The JenJavelin Festival has quickly cemented its place on the international calendar since it was inaugurated in 2016 and the latest edition of the meeting – dedicated to just the specialist exponents of this discipline – takes place in the German city of Jena this coming Friday and Saturday (7-8).
This year’s Festival entry list again features the reigning Olympic and European champion Thomas Rohler, very much a local star and one of the driving forces behind the Festival – which has gained the nickname The Place Where Javelins Fly – ever since its inception in 2016.
“I was born and raised in the beautiful city of Jena, surrounded by the Kernberge Mountains; went to a local sports school and then to the University of Jena,” said Rohler explaining an affinity with his hometown.
Rohler regularly returns to his roots regardless of his extensive globetrotting which saw him compete in 17 meetings in eight different countries in 2018 as well as several warm-weather training camps overseas. He has also become the one of the organisers and public faces for the meeting, which takes place in the Jena Javelin Centre and which since 2018 has Mondotrack WS surfaces.
Rohler was instrumental in approaching Mondo for assistance after experiencing the surface at the Rio 2016 Olympic Games and IAAF World Championships London 2017. Subsequently, the Italian company finalised the installation of two 100-metre strips in April last year.
The JenJavelin team worked together with Mondo taking note of the fact that Javelin throwers use longer spikes than runners and field event competitors and the surface of the track undergoes considerable stress around the area where the runners release.
In addition, the intense braking exerted by top class throwers places means that the track surface also need to provide considerable support for athletes.
After winning in 2016 and 2017, It wasn’t to be Rohler’s day 12 months ago as he had to concede victory to his friend and rival Andreas Hofmann, the latter producing a massive opening throw of 88.48m which was to prove untouchable, and Rohler finally had to settle for second with 85.17m
However, the prodigious distances produced by the two men and plenty of other excellent performances more-than-justified the wisdom in opting for a Mondo surface and Rohler got his revenge for being upstaged in front of his family and friends two months later at the Berlin 2018 European Athletics Championships.
This year there is no Hofmann to beat on Saturday but once again Czech Republic's 2013 world champion Vítězslav Veselý, will be in attendance and looking to improve on his third place last year and there will be another four other 80-metre plus throwers in the men’s field.
Germany’s Christin Hussong will return to Jena to defend the title she won last year, meaning that this year’s Festival can boast both reigning European champions. Also, in the field is Hussong’s continental predecessor, Belarus thrower Tatsiana Khaladovich.
The Mondo run-ups are flanked either side during the Festival by avid fans, from top coaches to casually interested members of the general public, as the city has several strong connections to the javelin that precede Rohler taking up the event: “Somewhere around my fifth grade in school although I had started athletics in the second grade,” he said.

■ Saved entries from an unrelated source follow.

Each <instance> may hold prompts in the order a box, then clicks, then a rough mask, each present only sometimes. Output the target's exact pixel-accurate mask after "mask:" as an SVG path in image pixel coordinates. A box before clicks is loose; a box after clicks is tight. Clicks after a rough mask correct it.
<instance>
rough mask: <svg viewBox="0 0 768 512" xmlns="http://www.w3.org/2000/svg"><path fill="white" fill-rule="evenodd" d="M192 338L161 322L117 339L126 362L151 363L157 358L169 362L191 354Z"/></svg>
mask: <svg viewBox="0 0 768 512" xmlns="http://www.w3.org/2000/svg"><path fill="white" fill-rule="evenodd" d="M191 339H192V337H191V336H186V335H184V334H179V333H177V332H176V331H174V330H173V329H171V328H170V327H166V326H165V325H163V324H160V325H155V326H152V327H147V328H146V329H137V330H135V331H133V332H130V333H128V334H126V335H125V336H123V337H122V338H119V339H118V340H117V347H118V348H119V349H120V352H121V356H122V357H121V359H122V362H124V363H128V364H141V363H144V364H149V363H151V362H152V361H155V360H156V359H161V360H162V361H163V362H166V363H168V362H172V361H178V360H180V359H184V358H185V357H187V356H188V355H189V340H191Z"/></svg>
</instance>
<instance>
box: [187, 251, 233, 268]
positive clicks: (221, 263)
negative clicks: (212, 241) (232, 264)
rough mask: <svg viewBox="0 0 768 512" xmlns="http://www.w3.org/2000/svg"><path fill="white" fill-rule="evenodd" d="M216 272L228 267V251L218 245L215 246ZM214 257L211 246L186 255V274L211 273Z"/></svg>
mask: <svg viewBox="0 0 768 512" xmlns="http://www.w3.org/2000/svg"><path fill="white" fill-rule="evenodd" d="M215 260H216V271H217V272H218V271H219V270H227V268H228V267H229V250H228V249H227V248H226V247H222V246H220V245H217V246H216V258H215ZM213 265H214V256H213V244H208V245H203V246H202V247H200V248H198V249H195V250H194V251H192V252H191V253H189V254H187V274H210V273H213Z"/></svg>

The men’s world record of 98.48m by the Czech legend Jan Zelezny was achieved in 1996 in the nearby Ernst Abbe Stadium – which also had a Mondo surface – which is just a couple of good efforts by Rohler away from where the Festival which takes place in the Jenaer Oberaue.
Germany’s 1988 Olympic women’s champion and four-time world record breaker Petra Felke also hails from Jena and is now a very respected coach in the city. A number of Team Felke throwers will be in action across the two day of action and 11 competitions, which cover all age-groups, at the JenJavelin Festival.